This variant asks: Given a string A and a regular expression r, what is the string in the language of r that is closest to A?
I just want to verify that I understand the question correctly:
Given regex “abcd” and string “aefbcgd”, the solution should return “bc”.
Is that correct? Thanks!
Hi @lgtout ,
The regular expression we discussed here shall contains “*” or “.” or “?” as those will create a set of strings. Then the problem here would become among those strings produced by the regular expression, which one is the closest one.
Ah, I see. That’s quite different from what I thought.
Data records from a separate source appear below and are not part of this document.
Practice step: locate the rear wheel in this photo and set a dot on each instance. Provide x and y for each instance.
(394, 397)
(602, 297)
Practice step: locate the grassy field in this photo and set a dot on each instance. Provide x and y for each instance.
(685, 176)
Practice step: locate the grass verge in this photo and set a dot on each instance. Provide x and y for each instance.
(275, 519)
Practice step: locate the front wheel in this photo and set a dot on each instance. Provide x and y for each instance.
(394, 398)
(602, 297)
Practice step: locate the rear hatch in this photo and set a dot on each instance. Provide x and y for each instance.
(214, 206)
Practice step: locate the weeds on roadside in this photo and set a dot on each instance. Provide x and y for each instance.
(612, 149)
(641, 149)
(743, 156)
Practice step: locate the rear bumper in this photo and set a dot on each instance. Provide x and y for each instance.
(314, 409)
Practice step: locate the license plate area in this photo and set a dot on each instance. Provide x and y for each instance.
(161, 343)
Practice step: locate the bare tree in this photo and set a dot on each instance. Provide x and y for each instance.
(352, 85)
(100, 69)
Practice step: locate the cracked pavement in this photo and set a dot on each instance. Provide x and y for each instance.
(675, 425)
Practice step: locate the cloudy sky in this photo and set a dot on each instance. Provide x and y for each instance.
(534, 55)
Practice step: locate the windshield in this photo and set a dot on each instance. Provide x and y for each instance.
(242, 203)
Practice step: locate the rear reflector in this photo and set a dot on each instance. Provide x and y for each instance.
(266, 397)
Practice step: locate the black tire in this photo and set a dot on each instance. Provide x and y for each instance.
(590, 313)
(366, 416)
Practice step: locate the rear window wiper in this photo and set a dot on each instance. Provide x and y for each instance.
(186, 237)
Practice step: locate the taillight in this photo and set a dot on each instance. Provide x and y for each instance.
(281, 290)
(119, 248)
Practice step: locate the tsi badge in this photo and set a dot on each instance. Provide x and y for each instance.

Ok, thanks @tsunghsienlee.
If I apply your explanation, then this variant is a very trivial change to problem 16.2. All that’s necessary is to apply the regex and iterate through the resulting strings, applying the Levenshtein function (from the 16.2 solution) to each and finding the one with the least Levenshtein distance.
Am I missing something?
None of the other variants I’ve seen in the book add so little difficulty to the original problem as this one. Which makes me think I must be missing something in my interpretation of the problem statement.
I am not sure that is the right way as there are almost infinite strings when the regex contains those metacharacters (i.e., * and .). So the difficulty here is how to solve that problem without enumerating all possible combinations of strings.
I’m still having trouble understanding this problem. Could you give me a concrete example? Thanks.
Like A*b and AAb. One is regex and the other is pure string.
Thanks. Are these the inputs to the solution function? And what would be the result in this case?
Yes, and the output is the distance, which shall be an int.
Is the result in this case AAb, since this has a distance of 0?
Can the regex contain more than one of “.”, “*”, “+”?
How about combinations such as “.*”, “.+”?
Are “.*?+” the only metacharacters allowed?
@tsunghsienlee I think this problem, as worded in the book, would benefit from clearer wording in future editions. In particular, I think the phrase “…in the language of the regular expression r …” is at best ambiguous, at worst a misdirection.
There will be a overhaul of variants in the future. Because we think variants is a good way for readers keep practicing what they want. However, we still have some urgent things we would like to focus on now so we decide to keep this what we have now.
Personally, I love having the variants. And I hope they stay in future editions. But perhaps because most people don’t do the variants, issues with them may have a tendency of not being caught as early as issues with the “main” problems.
I love variants in the way it provides a way for readers to practice similar problems with the knowledge they just learn. However, lacking solution due to space is a problem here. Therefore we would like move it to problems with test data by using our newly built testing framework. However, it would take time for us to prepare those test data and rewrite those variants. Furthermore, we might need to consolidate those again.